You develop a relationship with your pack, the one tangible and consistent thing in your world. You know everything that’s in there and exactly where each thing is. You know what things are easy to just reach in and grab, and things for which you really have to do the full unzip and pull stuff out and move around to get to. And which things you don’t need often and maybe have never used, but you have it there just in case.
And you know the things you don’t have. Like golf clubs, or a tie, or a football. So you get little pleasures in coming across those things.
You might have been traveling already for three months, or even five or six. You’ve done a lot already, been to a lot of places and met loads of people. You’re experienced now and a little more comfortable; you know the ropes.
And then you think to yourself, “ok, five more months.”
Five more months?
Yes. Five more months. Roughly the time for an American professional football season to play out.

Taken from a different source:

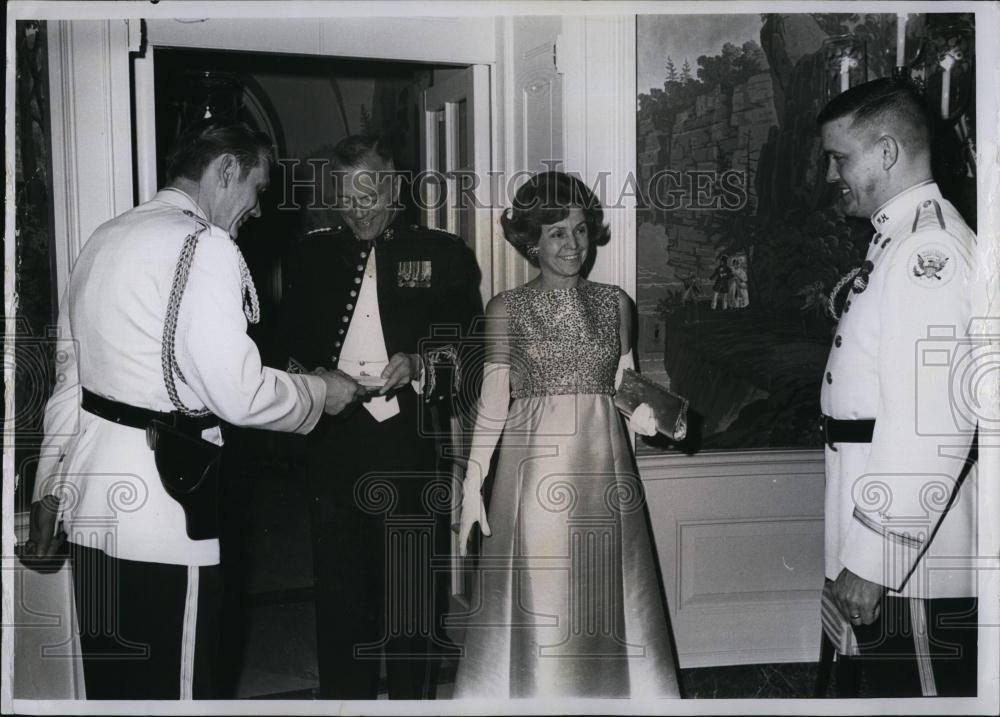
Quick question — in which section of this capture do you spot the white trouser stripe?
[180,565,198,700]
[910,598,937,697]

After doing this a few times you might make some adjustments to your approach on things. You can’t think too much about home, or about the future, or even the next few months. Because you know that life is going on at home without you. That everyone you know is back there, living their lives and it’s all happening. You’re missing out on some things that you can never catch up with. You miss weddings. People die while you’re gone. And dogs. And you never got a chance to see them again, or say goodbye. Or maybe you did, but you still thought they were going to be there when you got back.
It’s a sacrifice. You have to be willing to give some things up. You have to be ok with knowing you’re going to miss those things, and maybe never see those people again.

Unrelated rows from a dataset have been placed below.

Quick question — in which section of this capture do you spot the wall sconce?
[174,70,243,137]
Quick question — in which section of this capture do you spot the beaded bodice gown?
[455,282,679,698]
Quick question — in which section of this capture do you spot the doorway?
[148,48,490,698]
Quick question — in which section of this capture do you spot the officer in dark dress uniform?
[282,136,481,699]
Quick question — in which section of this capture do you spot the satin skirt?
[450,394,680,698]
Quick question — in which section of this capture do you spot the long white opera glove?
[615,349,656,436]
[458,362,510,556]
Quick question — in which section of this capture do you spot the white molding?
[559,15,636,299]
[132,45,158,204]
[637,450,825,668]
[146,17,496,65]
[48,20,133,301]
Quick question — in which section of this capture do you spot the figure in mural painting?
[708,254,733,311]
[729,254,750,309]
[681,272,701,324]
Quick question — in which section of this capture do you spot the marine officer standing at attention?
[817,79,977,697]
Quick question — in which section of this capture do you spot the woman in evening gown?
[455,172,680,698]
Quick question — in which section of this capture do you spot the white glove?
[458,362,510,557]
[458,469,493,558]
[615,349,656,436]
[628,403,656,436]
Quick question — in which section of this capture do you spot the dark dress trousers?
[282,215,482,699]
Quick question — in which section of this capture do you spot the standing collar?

When you’re out there most people are just going on with their lives, and only think about you occasionally, when you post new pictures on Facebook or you send them a Skype text message. But that’s only for the moment.
Some people are really there with you. Your family, your closest friends, maybe even a significant other. They answer when you call from abroad, and listen to your stories and struggles.You might get a chance talk with your best friend on Skype, maybe even for an hour. You can tell them what it’s been like, what your experiences have been and a few of the great stories over the past weeks. You have a great chat and talk about when we’re going to hang out next and maybe even what it’s going to be like when you get back home. Then you wrap up your call and say you’ll talk again soon, even though it’s probably not true.
You hang up. Your friend goes back to their “normal” life in the US, to work or a round of golf or watching a big game on TV. And while their life continues and they move on to the next thing, you are still out there. With months in front of you.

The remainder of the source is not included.